Gearhead’s delight: new camera shakedown
In the interest of having a decent backup camera for a forthcoming trip to Utah (leaving next Saturday!), I purchased a Sony RX100 point & shoot. Because every good Boy Scout photographer (“Be Prepared”) needs a backup – right?
This selection went against my well-established Canon bias, primarily because of the excellent user reviews the little Sony has received. The combination of its clever engineering — which incorporates a large(ish) sensor in a shirt-pocket-sized package — and its (relatively) fast Zeiss optics sealed the deal.
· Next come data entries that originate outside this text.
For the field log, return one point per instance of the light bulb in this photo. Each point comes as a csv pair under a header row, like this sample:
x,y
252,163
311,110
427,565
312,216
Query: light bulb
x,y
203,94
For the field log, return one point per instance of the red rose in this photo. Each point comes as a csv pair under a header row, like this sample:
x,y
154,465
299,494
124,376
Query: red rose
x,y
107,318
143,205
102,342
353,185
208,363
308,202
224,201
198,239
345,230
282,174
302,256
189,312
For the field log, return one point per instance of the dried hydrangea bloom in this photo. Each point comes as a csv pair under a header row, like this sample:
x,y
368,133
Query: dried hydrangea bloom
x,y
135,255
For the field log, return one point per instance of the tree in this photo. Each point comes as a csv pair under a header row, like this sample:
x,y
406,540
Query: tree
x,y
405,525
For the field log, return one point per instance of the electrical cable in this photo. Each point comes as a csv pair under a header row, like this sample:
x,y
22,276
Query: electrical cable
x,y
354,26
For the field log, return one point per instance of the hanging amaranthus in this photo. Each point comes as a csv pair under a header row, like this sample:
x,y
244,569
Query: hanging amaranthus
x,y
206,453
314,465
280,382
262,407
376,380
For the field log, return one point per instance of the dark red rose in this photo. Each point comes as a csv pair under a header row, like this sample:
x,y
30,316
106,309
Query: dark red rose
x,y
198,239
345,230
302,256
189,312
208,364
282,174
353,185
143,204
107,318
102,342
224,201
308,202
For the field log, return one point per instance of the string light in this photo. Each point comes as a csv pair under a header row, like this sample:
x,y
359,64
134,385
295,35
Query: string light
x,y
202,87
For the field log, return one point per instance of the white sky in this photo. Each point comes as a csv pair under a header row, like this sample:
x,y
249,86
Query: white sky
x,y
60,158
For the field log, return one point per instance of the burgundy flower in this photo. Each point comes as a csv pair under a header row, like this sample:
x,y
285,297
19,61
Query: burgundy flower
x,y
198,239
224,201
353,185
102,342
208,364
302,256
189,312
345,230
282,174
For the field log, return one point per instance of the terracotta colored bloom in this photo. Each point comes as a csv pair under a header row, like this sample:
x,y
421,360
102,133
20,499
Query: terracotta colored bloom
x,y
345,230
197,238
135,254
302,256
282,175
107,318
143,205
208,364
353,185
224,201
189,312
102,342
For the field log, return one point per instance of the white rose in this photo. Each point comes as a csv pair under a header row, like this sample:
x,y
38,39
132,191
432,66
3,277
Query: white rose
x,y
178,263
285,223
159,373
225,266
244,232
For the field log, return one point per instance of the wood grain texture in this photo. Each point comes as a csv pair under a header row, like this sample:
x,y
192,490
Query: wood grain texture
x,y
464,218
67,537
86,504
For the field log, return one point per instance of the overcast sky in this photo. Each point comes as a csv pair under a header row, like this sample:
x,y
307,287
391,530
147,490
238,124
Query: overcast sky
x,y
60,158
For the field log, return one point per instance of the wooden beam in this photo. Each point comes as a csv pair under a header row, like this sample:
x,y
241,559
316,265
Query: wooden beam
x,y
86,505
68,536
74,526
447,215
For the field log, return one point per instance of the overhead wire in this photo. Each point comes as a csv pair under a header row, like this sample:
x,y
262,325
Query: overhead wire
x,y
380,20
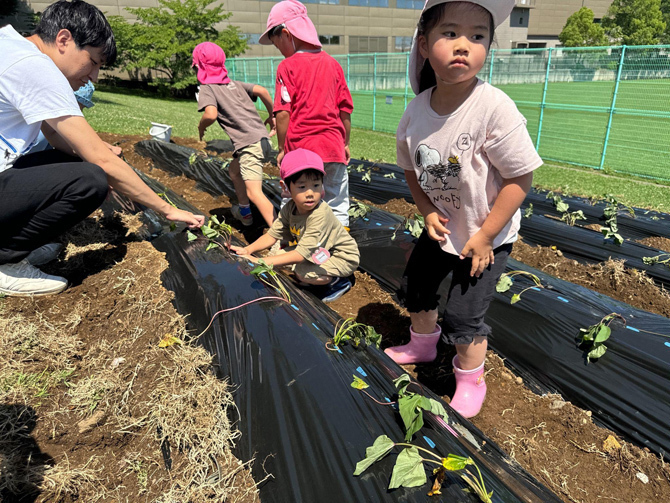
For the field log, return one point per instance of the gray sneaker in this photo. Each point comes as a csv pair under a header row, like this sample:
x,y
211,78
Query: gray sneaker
x,y
44,254
23,280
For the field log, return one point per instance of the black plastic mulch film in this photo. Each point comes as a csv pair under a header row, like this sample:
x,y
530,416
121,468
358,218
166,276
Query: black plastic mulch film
x,y
299,417
628,390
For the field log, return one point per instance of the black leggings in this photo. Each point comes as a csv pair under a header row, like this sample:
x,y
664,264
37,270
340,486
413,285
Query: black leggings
x,y
43,195
468,298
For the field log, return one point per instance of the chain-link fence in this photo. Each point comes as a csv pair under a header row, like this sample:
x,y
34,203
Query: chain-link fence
x,y
601,107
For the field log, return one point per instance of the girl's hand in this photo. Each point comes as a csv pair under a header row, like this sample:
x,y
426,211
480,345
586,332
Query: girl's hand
x,y
240,250
481,249
436,226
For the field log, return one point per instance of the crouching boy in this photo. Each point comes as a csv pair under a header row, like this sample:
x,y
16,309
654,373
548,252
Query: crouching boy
x,y
320,250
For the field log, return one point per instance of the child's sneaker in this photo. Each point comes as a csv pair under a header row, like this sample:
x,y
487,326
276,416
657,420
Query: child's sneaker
x,y
246,220
336,288
24,279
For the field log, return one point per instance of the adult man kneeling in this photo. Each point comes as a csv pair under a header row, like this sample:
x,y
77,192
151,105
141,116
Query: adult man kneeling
x,y
45,193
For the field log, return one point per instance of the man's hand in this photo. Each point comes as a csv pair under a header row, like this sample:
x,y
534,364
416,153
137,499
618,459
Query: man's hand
x,y
436,226
270,121
480,247
177,215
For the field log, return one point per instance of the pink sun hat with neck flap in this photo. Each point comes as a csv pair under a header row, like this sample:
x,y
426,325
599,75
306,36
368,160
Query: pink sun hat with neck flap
x,y
299,160
210,60
499,10
293,15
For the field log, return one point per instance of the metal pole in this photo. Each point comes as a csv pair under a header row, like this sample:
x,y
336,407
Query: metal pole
x,y
544,100
609,121
374,95
406,79
493,57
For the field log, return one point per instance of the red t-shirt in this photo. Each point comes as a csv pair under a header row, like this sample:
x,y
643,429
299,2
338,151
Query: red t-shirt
x,y
312,88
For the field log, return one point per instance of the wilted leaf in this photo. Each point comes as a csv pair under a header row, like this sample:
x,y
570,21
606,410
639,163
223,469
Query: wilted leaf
x,y
374,453
359,383
169,340
455,463
408,470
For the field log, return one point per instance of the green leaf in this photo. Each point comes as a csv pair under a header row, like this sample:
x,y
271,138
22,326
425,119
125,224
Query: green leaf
x,y
455,463
359,383
401,383
374,453
438,409
411,414
408,470
603,334
597,352
504,283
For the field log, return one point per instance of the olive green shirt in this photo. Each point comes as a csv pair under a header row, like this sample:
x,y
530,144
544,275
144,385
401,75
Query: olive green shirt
x,y
318,228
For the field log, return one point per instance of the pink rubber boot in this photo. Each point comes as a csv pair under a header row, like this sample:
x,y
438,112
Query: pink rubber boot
x,y
470,390
422,348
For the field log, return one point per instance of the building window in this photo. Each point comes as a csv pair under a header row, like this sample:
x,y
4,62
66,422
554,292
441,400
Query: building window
x,y
518,18
410,4
361,45
403,44
370,3
329,39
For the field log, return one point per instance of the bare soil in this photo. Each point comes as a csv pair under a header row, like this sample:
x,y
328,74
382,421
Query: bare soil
x,y
555,441
92,408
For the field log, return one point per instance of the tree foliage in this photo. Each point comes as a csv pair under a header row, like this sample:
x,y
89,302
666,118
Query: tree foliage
x,y
635,22
163,38
581,31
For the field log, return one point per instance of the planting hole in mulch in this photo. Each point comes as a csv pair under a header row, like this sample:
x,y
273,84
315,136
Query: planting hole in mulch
x,y
555,441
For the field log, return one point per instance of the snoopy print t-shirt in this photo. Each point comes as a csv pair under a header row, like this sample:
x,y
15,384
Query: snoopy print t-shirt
x,y
461,159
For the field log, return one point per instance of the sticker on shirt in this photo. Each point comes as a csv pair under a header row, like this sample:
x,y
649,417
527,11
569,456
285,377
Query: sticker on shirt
x,y
295,234
439,180
285,96
320,256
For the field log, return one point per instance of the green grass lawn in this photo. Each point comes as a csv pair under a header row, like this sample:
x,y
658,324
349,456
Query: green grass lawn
x,y
132,114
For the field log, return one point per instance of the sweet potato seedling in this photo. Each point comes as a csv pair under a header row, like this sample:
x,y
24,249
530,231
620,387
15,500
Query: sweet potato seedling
x,y
212,230
506,281
265,273
409,470
592,339
354,332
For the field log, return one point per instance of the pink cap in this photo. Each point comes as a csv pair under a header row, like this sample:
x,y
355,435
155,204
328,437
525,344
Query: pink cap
x,y
293,15
210,60
299,160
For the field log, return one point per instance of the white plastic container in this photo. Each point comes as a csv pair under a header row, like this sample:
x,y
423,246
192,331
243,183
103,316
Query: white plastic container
x,y
161,132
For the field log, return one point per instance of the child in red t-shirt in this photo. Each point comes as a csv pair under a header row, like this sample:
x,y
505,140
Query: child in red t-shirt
x,y
313,104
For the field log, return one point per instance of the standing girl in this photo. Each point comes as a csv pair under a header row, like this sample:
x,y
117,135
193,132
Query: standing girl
x,y
469,162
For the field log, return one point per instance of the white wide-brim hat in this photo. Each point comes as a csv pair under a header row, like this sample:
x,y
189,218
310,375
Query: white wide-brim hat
x,y
499,9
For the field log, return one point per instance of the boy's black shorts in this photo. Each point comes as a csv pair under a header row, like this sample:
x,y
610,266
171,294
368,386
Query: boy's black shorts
x,y
468,298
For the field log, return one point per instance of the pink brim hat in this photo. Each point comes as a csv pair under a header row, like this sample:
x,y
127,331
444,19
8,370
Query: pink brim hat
x,y
499,9
293,15
299,160
210,60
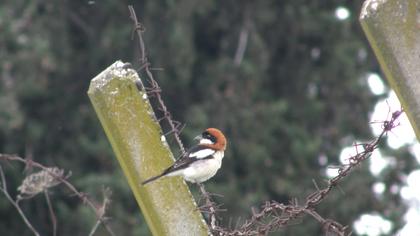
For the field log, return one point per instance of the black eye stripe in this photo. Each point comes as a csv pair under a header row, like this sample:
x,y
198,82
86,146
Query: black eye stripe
x,y
207,135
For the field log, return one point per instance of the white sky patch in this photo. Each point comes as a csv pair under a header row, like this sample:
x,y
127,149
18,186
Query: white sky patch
x,y
415,150
376,84
342,13
378,188
377,163
331,172
402,134
411,192
372,225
The problem, of course, is that I am forced to learn a new user interface in order to get the most out of the camera: Shooting in Auto mode is never an option. Learning curves are not something I relish, but what the heck — it’s all in the interest of improving my photographic expeditioning experience.
(Besides, I just LOVE getting ahold of new gear!)
This little gem boasts a 20+ megapixel native resolution, full manual controls and a variety of cool features, including an auto HDR feature that snaps three pictures in rapid sequence with one depression of the shutter. Oh yeah, and it records video in full HD too, with a dedicated button for just that purpose. (Handy to have when that UFO lands in your back yard unannounced. I’m waiting…)
It turned cool and cloudy in Dallas this weekend, so instead of heading to the State Fair of Texas as I’d originally planned, I hiked down to the bike trail construction site below Flag Pole Hill and snapped away. These photos represent the cream of the resulting image crop, all shot as .jpgs because at present Lightroom does not yet support the proprietary RAW files Sony unfortunately decided to incorporate in the programming — damn their eyes!
Filtration and levels/saturation tweaking were done in Photoshop – since there was no intention of producing prints from these files, I was not concerned with mangling pixels.